Los pueblos originarios se han ganado un lugar en la Constituyente tras siglos de lucha y movilización por sus derechos. | Foto: Prensa Latina

Publié le 7 novembre 2020

La proposition d’ajouter 24 sièges à la Convention constituante devrait être examinée par le Sénat la semaine prochaine.

Les représentants des peuples indigènes du Chili ont demandé une plus grande souplesse dans l’approbation des sièges qui garantiront leur participation à la Convention constituante qui rédigera la nouvelle Magna Carta, ainsi qu’une participation politique dans les organes où les décisions sont prises.

Dans des déclarations aux médias locaux, la directrice de l’Association des entrepreneurs et professionnels indigènes Leftraru, de la région de Coquimbo (nord), Sonia Neyra Rojas, a déclaré que la participation politique est importante pour ces communautés qui ont traditionnellement été exclues de cet exercice, et qu’elle est plus qu’une nécessité : c’est une exigence.

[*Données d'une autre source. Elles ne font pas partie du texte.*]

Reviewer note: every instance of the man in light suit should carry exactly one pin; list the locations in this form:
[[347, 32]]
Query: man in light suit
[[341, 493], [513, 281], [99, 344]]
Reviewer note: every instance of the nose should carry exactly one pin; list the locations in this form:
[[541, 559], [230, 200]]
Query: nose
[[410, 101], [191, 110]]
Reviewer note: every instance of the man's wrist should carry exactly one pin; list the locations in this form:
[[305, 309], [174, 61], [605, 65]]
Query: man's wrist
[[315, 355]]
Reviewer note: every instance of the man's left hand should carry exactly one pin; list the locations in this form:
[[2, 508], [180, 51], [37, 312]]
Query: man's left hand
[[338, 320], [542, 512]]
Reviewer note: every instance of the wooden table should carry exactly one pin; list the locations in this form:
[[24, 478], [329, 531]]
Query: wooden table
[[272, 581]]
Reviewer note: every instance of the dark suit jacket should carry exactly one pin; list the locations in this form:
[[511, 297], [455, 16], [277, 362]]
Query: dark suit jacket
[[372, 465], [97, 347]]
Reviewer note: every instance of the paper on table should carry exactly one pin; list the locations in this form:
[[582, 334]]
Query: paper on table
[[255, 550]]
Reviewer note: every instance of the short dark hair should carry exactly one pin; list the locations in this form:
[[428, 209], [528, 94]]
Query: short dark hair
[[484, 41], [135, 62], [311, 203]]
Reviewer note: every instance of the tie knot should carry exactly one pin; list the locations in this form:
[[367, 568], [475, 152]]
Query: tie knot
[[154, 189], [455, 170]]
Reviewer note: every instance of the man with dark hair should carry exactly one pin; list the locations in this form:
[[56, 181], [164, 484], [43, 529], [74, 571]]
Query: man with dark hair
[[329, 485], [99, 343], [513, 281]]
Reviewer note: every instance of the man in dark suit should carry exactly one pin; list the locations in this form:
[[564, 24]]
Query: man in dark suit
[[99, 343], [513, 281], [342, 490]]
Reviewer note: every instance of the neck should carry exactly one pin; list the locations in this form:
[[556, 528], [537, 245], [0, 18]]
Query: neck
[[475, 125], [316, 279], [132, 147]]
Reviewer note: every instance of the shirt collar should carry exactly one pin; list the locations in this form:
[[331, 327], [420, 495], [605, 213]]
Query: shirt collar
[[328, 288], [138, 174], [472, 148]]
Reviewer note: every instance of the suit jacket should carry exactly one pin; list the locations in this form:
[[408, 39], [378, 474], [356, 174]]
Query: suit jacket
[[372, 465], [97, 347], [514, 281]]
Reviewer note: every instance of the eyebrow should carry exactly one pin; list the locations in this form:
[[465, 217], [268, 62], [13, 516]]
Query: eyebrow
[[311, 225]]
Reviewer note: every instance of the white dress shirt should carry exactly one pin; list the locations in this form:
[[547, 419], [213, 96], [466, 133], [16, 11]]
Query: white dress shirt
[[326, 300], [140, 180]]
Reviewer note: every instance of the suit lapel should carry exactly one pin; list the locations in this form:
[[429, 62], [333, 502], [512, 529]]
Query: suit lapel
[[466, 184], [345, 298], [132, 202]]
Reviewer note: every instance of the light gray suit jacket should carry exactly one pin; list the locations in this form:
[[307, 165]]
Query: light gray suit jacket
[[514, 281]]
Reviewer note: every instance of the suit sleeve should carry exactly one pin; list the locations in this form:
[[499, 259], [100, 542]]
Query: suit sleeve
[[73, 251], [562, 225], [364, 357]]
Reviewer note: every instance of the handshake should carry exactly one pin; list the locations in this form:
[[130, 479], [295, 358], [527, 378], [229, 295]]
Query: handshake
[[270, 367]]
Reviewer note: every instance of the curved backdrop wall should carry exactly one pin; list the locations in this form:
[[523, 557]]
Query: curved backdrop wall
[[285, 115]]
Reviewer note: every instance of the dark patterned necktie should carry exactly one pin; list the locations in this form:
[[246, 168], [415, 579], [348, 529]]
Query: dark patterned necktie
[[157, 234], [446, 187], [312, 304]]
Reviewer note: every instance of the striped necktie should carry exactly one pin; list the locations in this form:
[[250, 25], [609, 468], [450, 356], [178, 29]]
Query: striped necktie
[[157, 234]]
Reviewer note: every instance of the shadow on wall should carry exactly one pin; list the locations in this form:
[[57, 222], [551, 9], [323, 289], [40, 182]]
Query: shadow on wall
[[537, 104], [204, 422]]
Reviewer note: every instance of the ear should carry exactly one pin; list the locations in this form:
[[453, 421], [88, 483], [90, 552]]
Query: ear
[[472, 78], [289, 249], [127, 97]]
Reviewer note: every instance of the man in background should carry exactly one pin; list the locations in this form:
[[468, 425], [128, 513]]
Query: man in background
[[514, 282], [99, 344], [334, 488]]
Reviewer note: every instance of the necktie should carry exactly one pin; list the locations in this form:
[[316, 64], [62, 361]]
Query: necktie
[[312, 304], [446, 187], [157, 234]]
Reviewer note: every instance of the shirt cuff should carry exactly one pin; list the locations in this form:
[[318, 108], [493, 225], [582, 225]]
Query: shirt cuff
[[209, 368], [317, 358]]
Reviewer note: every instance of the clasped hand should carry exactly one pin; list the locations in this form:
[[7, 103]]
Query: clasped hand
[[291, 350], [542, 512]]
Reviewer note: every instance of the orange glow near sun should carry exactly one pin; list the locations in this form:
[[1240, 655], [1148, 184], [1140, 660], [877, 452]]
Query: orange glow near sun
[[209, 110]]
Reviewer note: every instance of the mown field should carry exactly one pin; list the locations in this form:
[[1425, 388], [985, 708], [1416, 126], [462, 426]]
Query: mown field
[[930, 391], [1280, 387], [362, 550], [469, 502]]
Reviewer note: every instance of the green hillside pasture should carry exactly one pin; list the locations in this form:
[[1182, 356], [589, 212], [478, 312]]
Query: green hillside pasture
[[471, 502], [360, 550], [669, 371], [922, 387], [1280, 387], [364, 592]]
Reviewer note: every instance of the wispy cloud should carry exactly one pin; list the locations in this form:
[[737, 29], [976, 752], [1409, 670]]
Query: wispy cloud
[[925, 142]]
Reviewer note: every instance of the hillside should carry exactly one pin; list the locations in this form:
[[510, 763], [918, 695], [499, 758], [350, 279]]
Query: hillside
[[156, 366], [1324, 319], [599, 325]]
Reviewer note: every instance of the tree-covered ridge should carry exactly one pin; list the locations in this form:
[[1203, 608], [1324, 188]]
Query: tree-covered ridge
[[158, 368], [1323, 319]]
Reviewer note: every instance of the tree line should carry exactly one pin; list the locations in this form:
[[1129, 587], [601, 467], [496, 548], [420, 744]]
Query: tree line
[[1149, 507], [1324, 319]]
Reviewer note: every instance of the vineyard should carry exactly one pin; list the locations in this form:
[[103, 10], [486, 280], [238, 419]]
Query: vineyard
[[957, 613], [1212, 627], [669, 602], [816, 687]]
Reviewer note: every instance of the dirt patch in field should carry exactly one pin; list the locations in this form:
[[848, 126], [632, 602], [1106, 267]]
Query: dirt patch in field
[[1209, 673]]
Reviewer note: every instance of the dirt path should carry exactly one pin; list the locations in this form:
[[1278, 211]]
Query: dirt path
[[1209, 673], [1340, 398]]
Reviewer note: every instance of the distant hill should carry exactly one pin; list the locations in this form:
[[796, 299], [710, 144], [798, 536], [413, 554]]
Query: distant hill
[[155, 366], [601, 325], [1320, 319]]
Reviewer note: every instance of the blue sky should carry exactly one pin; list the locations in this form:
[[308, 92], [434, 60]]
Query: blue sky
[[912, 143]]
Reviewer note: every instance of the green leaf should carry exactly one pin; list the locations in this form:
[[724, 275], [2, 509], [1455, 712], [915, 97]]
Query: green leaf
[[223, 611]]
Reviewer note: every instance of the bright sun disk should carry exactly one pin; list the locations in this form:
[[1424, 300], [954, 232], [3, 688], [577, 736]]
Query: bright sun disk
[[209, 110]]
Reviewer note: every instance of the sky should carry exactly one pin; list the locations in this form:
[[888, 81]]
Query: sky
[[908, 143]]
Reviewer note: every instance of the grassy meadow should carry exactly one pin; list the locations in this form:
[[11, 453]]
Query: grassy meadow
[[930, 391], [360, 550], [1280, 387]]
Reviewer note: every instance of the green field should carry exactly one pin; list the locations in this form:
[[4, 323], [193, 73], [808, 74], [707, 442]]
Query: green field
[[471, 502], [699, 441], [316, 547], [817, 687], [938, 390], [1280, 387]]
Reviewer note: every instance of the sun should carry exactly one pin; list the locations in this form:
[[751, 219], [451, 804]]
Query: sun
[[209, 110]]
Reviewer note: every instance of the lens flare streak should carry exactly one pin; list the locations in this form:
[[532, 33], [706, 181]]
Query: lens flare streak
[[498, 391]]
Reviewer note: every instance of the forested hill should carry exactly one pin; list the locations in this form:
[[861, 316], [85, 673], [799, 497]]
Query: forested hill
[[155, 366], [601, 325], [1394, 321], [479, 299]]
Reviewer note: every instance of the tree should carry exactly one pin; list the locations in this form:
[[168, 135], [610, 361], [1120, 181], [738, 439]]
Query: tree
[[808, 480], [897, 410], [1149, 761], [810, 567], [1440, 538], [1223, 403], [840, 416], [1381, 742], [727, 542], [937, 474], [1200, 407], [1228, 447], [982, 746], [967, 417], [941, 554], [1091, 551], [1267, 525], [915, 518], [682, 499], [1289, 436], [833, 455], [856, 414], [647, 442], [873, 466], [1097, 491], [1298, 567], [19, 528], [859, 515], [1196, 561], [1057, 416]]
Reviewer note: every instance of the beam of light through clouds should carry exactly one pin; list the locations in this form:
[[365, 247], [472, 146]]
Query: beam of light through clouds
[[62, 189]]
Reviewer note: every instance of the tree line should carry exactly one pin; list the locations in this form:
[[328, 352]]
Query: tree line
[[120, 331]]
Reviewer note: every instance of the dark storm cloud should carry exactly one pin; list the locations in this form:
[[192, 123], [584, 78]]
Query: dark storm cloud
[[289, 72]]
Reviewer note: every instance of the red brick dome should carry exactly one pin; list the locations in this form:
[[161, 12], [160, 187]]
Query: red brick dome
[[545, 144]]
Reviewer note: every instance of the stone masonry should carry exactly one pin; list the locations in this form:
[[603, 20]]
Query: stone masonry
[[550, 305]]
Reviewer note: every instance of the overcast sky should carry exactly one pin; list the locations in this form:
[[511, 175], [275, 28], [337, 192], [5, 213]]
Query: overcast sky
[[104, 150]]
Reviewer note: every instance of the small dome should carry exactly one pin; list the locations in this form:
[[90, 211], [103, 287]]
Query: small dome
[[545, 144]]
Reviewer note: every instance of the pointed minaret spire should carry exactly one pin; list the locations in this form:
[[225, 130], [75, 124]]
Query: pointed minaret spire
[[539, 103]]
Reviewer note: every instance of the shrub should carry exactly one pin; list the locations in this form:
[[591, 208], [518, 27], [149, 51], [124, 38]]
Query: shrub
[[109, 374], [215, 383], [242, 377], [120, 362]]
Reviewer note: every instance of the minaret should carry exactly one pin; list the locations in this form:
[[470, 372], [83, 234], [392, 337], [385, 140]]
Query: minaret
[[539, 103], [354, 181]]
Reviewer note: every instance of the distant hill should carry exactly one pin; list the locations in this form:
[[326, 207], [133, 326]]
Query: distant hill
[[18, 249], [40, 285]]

Elle a rappelé que les partis de droite et du centre ont signé le 15 novembre 2019 le document connu sous le nom d’Accord pour la paix sociale et la nouvelle constitution, mais que celui-ci ne prenait pas en compte les femmes, les peuples autochtones et les indépendants.

En ce qui concerne la participation politique, Flora Normilla, conseillère de la communauté de Colla dans la région d’Atacama (également dans le nord), a souligné qu’il s’agit d’une des grandes revendications des peuples indigènes mais qu’elle doit être considérée au-delà du corps constitutif.

Elle a déclaré que les peuples autochtones doivent également disposer de quotas protégés au Parlement, dans les gouvernements régionaux, les municipalités et toutes les institutions où il y a des prises de décision.

Jeudi dernier, la commission constitutionnelle du Sénat a approuvé 24 sièges réservés aux peuples autochtones dans cet organe, une réforme qui sera examinée la semaine prochaine par la plénière de la Chambre haute.

La proposition doit être approuvée par les trois cinquièmes des sénateurs en exercice, une exigence qui constitue un obstacle sur sa route étant donné l’intérêt que le gouvernement porte à l’échec de ce projet, comme l’ont averti les législateurs de l’opposition la semaine dernière.